The invasion took place at two-thirty on a Wednesday afternoon. By two-thirty-one, nearly the entire Earth was under their control. No one knew it—not yet.
I was in my office, listening to Mrs. Handsworth complain about her husband’s inadequacies. There was a moment when she stiffened and then put a hand to her temple, as if a migraine had come on. “You all right, Lydia?” I asked.
“I’m fine,” she said.
The rest of the session went by as normal. After I sent Mrs. Handsworth home with an appointment in two days, my secretary motioned to two burly guys in cheap suits. “These gentlemen are here to see you. They’re police officers.”
“I see,” I said. It wasn’t unheard of for the police to ask for my opinion on a case. They did usually call before they showed up. “What can I help you gentlemen with?”
“You can come with us downtown. We got some questions to ask,” the one said with a voice like gravel being ground under a car tire.
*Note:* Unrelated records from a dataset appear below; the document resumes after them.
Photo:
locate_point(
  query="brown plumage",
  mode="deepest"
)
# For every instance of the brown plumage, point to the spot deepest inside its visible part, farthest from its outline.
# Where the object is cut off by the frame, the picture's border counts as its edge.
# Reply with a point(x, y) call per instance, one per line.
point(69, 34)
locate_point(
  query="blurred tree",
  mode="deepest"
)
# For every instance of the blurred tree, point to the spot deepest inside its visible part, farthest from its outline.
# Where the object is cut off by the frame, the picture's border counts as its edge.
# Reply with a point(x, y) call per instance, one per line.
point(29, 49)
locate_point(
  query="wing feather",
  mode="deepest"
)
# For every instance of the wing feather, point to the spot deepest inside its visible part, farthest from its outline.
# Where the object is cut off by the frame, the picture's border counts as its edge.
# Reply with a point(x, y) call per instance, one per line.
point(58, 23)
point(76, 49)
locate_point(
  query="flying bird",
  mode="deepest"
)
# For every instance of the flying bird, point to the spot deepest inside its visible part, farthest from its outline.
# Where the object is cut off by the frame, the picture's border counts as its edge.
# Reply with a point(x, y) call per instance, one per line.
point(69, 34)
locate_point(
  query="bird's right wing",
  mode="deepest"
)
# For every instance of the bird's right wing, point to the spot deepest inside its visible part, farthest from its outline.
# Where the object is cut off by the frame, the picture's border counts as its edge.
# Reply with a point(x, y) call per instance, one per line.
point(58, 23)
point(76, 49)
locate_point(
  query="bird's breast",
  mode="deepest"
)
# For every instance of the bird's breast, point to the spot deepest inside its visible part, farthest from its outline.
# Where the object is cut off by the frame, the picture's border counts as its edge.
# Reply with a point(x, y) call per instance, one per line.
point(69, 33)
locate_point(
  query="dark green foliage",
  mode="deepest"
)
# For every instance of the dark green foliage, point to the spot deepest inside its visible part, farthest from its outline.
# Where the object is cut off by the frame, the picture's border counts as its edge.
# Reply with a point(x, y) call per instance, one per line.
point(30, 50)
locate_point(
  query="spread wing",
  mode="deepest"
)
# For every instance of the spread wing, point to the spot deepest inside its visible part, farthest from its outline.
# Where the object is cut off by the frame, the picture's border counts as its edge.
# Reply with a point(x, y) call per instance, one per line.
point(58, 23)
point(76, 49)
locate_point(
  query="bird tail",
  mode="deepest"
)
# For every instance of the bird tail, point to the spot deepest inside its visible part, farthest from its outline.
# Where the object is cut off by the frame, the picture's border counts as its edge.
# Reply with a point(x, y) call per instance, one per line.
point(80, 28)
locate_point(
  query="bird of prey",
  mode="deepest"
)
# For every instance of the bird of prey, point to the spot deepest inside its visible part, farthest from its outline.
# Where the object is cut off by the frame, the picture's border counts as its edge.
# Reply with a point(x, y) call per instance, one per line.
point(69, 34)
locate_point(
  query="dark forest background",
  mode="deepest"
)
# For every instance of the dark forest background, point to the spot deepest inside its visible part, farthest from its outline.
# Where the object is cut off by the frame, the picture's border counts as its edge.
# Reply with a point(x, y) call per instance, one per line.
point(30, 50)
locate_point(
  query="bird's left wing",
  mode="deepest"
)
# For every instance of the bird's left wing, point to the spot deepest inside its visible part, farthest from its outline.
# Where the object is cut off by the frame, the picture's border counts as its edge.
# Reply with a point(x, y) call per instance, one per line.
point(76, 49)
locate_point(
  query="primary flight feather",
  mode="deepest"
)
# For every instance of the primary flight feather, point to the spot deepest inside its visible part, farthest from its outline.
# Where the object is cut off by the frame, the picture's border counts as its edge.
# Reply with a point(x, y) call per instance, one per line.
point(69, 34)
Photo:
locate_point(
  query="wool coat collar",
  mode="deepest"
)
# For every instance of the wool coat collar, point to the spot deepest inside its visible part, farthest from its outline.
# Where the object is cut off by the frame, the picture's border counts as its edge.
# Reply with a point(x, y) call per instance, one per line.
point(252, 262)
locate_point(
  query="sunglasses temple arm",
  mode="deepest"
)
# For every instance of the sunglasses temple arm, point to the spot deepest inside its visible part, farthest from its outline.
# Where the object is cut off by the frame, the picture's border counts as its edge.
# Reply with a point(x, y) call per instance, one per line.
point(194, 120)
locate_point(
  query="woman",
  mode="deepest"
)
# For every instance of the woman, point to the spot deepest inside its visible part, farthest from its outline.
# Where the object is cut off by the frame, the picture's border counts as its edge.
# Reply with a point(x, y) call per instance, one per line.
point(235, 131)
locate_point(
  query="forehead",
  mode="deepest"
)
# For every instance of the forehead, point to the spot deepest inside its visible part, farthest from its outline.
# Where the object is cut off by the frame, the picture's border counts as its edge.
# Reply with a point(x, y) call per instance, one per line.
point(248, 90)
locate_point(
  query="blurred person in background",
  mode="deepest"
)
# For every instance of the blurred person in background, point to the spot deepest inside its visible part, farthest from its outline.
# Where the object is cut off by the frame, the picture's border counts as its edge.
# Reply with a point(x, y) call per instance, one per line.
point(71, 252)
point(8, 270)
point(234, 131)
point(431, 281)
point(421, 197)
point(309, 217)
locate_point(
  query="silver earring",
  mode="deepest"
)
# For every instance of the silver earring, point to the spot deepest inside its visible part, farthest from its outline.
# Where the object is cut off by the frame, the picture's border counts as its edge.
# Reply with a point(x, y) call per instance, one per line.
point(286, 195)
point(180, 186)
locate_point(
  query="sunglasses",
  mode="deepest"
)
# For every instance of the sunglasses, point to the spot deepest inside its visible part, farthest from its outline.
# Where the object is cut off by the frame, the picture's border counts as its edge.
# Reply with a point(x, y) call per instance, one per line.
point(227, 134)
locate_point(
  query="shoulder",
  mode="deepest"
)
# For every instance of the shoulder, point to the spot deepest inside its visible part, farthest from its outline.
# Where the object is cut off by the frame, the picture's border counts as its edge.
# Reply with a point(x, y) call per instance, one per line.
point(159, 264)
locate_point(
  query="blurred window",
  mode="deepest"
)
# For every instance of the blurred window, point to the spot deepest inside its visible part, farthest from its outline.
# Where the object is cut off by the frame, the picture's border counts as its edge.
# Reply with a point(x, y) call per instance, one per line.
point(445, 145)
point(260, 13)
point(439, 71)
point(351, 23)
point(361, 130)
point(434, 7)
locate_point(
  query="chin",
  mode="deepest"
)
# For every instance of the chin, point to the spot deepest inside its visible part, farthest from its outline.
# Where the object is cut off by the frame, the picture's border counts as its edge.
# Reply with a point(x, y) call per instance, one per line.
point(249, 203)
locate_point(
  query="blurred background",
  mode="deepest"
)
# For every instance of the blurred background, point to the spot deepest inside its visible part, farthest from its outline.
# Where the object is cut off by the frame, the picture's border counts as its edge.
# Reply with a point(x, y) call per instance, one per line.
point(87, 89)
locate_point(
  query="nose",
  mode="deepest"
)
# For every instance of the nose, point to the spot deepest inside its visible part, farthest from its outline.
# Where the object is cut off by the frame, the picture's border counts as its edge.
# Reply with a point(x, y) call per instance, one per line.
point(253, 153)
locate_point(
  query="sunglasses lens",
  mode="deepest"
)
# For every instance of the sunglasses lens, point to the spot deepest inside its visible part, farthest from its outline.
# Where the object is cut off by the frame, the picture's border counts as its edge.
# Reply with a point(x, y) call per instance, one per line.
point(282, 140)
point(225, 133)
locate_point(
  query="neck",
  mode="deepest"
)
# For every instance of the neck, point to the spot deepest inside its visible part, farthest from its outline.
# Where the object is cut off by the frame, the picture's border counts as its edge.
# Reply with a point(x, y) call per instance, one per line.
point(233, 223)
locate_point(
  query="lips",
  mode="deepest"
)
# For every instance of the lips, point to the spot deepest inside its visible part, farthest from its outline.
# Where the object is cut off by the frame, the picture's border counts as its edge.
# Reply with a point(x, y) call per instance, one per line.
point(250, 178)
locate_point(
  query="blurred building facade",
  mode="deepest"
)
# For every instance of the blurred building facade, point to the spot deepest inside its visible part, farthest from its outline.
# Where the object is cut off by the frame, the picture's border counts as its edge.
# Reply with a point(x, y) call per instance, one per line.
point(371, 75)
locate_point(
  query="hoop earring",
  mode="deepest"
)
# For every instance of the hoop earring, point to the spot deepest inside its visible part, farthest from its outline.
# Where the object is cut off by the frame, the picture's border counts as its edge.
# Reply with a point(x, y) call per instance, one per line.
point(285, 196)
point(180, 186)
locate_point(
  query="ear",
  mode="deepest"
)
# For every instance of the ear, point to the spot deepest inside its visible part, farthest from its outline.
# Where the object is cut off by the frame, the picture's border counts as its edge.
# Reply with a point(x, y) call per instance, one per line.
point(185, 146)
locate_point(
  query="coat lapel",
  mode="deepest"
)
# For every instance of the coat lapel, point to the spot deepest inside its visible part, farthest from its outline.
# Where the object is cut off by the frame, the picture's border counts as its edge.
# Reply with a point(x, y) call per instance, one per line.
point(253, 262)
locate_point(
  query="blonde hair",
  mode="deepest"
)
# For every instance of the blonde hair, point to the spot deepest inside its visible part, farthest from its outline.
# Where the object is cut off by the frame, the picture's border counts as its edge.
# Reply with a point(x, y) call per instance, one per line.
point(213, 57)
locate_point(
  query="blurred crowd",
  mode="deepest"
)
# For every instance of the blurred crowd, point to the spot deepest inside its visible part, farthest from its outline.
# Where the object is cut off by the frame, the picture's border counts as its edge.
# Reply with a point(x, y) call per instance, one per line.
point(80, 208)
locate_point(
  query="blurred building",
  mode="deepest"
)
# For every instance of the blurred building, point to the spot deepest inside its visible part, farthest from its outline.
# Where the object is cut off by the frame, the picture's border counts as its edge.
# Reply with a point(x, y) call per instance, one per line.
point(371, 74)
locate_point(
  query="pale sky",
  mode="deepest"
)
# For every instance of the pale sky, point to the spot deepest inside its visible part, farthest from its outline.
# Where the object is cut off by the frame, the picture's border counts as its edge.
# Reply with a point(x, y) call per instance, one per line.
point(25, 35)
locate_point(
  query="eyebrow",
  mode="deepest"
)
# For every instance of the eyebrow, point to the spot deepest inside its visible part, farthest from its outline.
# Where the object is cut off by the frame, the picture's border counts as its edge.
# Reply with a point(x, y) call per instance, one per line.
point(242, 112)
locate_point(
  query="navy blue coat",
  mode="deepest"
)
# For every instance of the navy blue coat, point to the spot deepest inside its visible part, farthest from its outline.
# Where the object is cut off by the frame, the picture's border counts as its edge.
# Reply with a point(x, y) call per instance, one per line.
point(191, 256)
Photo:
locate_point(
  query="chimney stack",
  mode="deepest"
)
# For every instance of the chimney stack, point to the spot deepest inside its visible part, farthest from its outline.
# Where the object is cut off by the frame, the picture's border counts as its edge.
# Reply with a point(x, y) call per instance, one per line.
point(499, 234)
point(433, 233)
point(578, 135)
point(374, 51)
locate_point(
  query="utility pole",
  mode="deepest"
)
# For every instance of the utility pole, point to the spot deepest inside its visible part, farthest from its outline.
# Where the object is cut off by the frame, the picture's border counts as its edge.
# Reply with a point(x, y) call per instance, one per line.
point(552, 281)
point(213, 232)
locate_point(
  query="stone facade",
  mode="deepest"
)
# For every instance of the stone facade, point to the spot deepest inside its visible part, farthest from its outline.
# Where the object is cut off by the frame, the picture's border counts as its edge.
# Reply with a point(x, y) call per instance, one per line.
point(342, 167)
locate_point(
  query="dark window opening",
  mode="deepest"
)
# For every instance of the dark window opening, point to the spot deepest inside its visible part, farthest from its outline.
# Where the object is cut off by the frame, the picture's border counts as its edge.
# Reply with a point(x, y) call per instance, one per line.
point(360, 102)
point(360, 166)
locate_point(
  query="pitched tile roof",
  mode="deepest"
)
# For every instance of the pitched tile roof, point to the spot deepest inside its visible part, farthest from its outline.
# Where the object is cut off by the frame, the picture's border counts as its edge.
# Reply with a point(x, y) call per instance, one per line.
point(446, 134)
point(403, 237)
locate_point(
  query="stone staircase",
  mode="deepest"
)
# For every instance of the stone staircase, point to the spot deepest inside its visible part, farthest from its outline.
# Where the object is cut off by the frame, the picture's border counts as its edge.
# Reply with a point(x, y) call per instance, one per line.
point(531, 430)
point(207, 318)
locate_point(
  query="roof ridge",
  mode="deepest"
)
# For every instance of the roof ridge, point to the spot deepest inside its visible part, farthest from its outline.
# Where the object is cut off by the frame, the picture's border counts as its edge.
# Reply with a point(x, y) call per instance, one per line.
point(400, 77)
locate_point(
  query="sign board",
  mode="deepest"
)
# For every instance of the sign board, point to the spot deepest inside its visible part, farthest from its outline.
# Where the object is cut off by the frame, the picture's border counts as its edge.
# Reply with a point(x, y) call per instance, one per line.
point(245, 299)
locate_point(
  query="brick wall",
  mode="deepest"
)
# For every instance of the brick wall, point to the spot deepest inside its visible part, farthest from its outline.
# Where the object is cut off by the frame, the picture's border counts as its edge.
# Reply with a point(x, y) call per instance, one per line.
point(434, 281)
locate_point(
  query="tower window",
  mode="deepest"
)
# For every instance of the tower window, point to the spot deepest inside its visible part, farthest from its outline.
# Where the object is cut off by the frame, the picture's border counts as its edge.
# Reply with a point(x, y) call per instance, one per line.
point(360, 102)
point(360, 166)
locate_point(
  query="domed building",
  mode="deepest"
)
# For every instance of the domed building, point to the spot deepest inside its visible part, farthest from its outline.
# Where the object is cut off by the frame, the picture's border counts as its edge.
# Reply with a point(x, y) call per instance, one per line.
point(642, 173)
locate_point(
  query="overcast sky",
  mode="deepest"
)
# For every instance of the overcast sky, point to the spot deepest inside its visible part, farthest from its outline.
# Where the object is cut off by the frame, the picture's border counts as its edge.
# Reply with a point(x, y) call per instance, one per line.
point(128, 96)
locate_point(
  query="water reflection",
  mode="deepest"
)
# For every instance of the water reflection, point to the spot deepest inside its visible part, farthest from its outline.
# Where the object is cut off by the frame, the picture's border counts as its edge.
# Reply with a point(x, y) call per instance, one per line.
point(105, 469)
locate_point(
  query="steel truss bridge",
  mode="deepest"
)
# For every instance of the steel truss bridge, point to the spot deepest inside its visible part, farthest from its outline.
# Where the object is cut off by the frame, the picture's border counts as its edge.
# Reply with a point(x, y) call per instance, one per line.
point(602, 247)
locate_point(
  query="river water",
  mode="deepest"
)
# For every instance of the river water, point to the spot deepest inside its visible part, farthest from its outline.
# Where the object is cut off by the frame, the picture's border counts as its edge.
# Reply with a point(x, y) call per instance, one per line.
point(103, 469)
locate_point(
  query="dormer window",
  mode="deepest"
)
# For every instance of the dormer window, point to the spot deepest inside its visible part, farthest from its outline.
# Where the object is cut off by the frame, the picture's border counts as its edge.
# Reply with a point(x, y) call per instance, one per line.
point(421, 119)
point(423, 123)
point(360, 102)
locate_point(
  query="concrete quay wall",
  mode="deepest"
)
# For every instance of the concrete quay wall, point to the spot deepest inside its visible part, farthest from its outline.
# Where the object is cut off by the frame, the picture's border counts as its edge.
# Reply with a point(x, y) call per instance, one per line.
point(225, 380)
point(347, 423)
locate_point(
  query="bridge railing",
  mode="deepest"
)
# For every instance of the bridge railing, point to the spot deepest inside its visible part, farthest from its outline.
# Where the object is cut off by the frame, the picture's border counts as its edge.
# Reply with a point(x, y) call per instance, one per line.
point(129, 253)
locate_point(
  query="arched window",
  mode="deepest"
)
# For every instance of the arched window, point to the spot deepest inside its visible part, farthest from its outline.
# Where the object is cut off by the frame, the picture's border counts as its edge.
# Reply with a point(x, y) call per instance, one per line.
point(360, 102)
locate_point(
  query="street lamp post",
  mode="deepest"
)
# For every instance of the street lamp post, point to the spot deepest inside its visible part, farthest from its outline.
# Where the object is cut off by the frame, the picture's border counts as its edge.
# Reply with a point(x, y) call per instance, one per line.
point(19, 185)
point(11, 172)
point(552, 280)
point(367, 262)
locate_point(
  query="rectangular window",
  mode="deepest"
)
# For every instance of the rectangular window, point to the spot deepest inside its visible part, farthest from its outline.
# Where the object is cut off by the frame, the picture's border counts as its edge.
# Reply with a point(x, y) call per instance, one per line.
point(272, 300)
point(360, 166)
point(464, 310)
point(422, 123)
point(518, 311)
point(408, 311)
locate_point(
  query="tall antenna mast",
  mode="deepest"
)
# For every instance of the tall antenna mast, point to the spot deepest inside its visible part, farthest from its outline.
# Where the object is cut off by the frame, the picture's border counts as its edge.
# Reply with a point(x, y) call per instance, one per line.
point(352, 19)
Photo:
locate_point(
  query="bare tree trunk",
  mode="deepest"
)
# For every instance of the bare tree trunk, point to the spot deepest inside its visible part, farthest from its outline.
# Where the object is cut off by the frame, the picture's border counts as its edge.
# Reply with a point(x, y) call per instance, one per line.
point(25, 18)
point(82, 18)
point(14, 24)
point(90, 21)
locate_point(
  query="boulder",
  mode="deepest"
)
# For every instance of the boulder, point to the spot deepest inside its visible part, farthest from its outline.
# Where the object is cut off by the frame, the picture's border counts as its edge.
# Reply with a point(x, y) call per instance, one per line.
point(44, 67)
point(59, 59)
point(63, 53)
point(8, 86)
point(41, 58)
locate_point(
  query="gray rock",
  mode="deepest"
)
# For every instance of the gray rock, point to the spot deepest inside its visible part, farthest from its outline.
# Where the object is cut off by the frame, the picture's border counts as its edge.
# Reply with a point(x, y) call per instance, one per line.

“What’s this about?” I asked.
“You going to come quietly or we got to get rough?” the other cop asked. From the way his fists were clenched, he would have liked to do the latter.
“There’s no need for threats,” I said. “Mabel, cancel my appointments for the rest of the day. And tell Denise I might be late getting home.”
“Yes, Dr. Cauffield.”
The two cops were polite enough to let me put on my coat and hat before they led me down to an unmarked car waiting by the curb. I still hadn’t noticed anything different, but that was the beauty of their tactics; they were so subtle that ninety-nine percent didn’t even notice.
“So what’s this about?” I asked once the car was underway.
“Just keep your trap shut,” the burly cop in the passenger’s seat said. His tone made it abundantly clear that he would waste no time silencing me if I didn’t comply.
The first strange thing I noticed was when we went past city hall. The US, state, and city flags were there, but a fourth one rose above them all, a yellow flag with a pair of black triangles on it. I hadn’t ever seen a flag like that before, but I knew better than to ask these two cops.
When we cruised past the police station, I knew something was wrong. “Wasn’t that—?”
“Pipe down, Doc,” the cop in the passenger’s seat growled. He reached into his jacket for his service pistol. “One more word and I splatter your brains over the car.”
I sagged back against my seat, not daring to make another sound; I didn’t doubt this cop was serious and that he had probably carried out the same threat before. The car finally stopped at an old slaughterhouse on the outside of town. A slaughterhouse was appropriate because of what they were doing inside the building wasn’t much different, though less bloody.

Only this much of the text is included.